Construction began today on a new $600 million water pipeline near Pueblo. The Arkansas Valley Conduit will eventually bring clean water to dozens of communities that have dealt with naturally occurring contaminants in their drinking water for decades.
“We still have a lot of work before us,” he said. “We've accomplished a lot, but we have a lot to do.”
Long said some communities will need to upgrade their infrastructure to tap into the pipeline, but once they do, it could help drive growth in the region.
“Not having a clean water source for any community makes it a huge challenge to encourage economic development,” he said. He noted that in Las Animas there had been proposed projects that needed fresh water, but it was too expensive to provide it. “You're behind the eight ball immediately when you can't provide the basic needs,” he said.
Jim Broderick, SECWCD executive director, agreed. “Everybody deserves good water – big cities, little cities – everybody deserves it,” he said. “That's what's important for the communities in the (Arkansas River) Valley."
The conduit has been more than 60 years in the making. Congress first authorized the original Frying-Pan Arkansas Project in 1962 to bring clean water from the Western Slope east via the Arkansas River. There have been many starts and stops since then.

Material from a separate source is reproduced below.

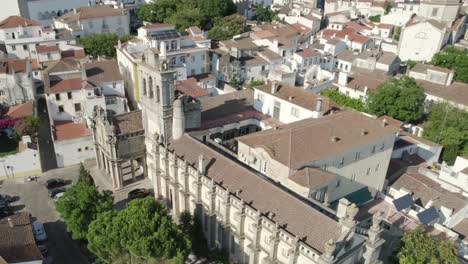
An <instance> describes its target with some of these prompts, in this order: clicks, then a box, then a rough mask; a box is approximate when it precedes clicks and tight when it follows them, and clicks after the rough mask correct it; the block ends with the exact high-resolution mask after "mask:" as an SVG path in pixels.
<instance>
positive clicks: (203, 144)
mask: <svg viewBox="0 0 468 264" xmlns="http://www.w3.org/2000/svg"><path fill="white" fill-rule="evenodd" d="M169 149H171V150H173V151H174V152H175V154H176V155H177V156H179V157H183V159H184V160H185V161H187V162H188V163H189V164H190V165H191V166H196V164H197V162H198V157H199V155H200V154H202V155H203V156H204V158H205V160H206V164H209V165H208V166H207V168H206V175H207V177H209V178H211V179H213V180H214V181H215V182H216V183H218V184H219V185H222V187H223V188H226V189H228V190H229V191H230V192H231V193H235V192H236V191H240V193H239V195H238V197H239V198H241V199H243V200H244V201H245V202H246V203H249V205H250V206H251V207H253V208H255V209H257V210H258V211H260V212H262V213H263V214H266V213H267V212H270V213H273V214H274V217H272V220H273V221H274V222H277V223H280V224H282V225H283V224H284V225H285V229H286V230H287V231H289V232H290V233H291V234H294V235H297V236H298V237H299V238H300V239H303V241H304V242H305V243H306V244H308V245H310V246H311V247H312V248H315V249H316V250H318V251H319V252H323V250H324V245H325V243H326V242H327V241H329V240H330V239H334V240H335V241H336V239H338V237H339V234H340V228H339V225H338V223H337V222H336V221H335V220H333V219H331V218H329V217H328V216H326V215H324V214H322V213H321V212H319V211H318V210H316V209H314V208H312V207H311V206H309V205H307V204H306V203H304V202H302V201H301V200H299V199H298V198H296V197H294V196H292V195H291V194H289V193H288V192H286V191H285V190H283V189H281V188H280V187H277V186H275V185H273V184H272V183H271V182H269V181H267V180H265V179H263V178H261V177H259V176H257V175H256V174H255V173H253V172H251V171H250V170H248V169H246V168H244V167H243V166H240V165H239V164H238V163H237V162H236V161H233V160H231V159H229V158H227V157H225V156H223V155H221V154H219V153H218V152H216V151H215V150H213V149H211V148H210V147H208V146H206V145H204V144H202V143H201V142H198V141H197V140H196V139H193V138H191V137H190V136H189V135H184V136H183V137H182V138H181V139H179V140H176V141H173V142H171V144H170V145H169ZM311 223H313V224H311Z"/></svg>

Long anticipates the first stretch will run about 8 miles east from Pueblo and reach the town of Boone as possibly as early as the end of next year. After that he anticipates additional federal funding will help complete the 230-mile project, which he said optimistically could be complete by 2028.
Plans are to extend the pipeline all the way to Lamar and Eads. It could then provide clean water to some 50,000 people in Bent, Crowley, Kiowa, Otero, Powers and Pueblo counties.